Rethinking the Harmonization of Jurisdictional Rules

In the aftermath of the various unsuccessful attempts by the Hague Conference to devise an international convention on jurisdiction and recognition and enforcement of judgments, this work examines what the common law and civil law delegations to the Conference considered irreconcilable differences between their respective jurisdictional laws. This Article studies the historical and functional evolution of these allegedly irreconcilable jurisdictional categories, examines their underlying ideas (for example, “minimum contacts” and due process analysis, forum non conveniens, and tag jurisdiction), and suggests a new method of analysis, which generates a unified approach to jurisdictional law and choice of law rules.

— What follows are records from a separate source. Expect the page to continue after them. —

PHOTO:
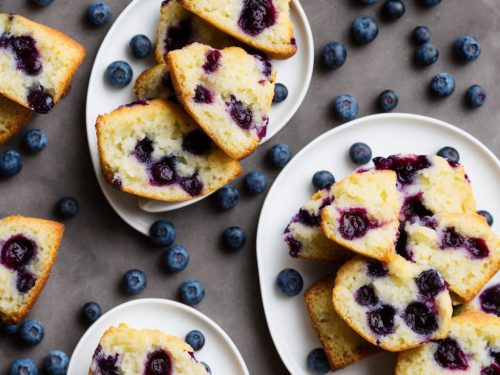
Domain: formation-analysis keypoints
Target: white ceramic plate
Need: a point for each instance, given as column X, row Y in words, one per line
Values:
column 171, row 317
column 141, row 17
column 386, row 134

The analysis unearths the original symmetries between jurisdictional law and choice of law rules in common law and civil law systems that existed in the past, as well as the various similarities still existing today despite the different labels sometimes used, and it exposes some preconceptions that make some of these categories and principles falsely appear to be irreconcilable. In fact, by solving some representative problem situations under both of the allegedly different regimes, this Article shows that the solutions these systems offer are, most of the time, similar. This is because there is a strong interaction between jurisdictional law and choice of law rules within each individual system and across legal systems, and because the existing differences are not irreconcilable but merely the product of recent developments.

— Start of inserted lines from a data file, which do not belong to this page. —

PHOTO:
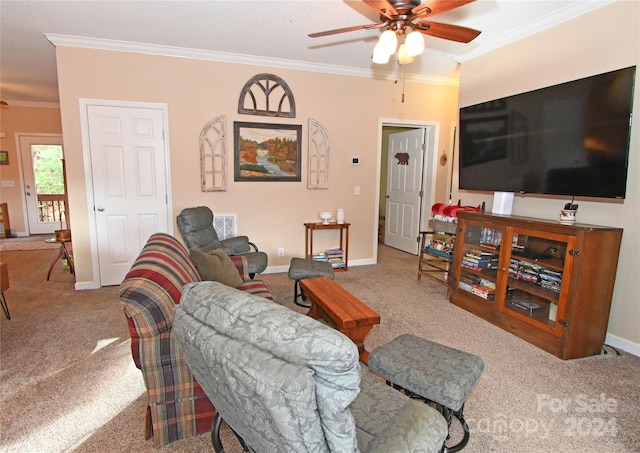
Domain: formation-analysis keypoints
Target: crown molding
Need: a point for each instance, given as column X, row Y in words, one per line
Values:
column 225, row 57
column 44, row 105
column 571, row 11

This Article posits that conflict of laws rules governing civil and commercial matters should be harmonized and that such harmonization is feasible and worth pursuing. Therefore, rather than once more suggesting to adopt an international convention only on jurisdiction and recognition and enforcement of judgments, this work suggests the adoption of an international convention on conflict of laws rules. The proposed convention could adopt similar criteria or “connecting factors” to identify the judge with jurisdiction over a controversy and the law to govern it. This will eventually make the judgment rendered at the end of the proceeding suitable for recognition and enforcement in the countries that ratify the convention. Such a convention would only apply to litigation on civil and commercial matters. The identification of the judge and of the governing law would significantly enhance the efficiency and fairness of these types of litigation.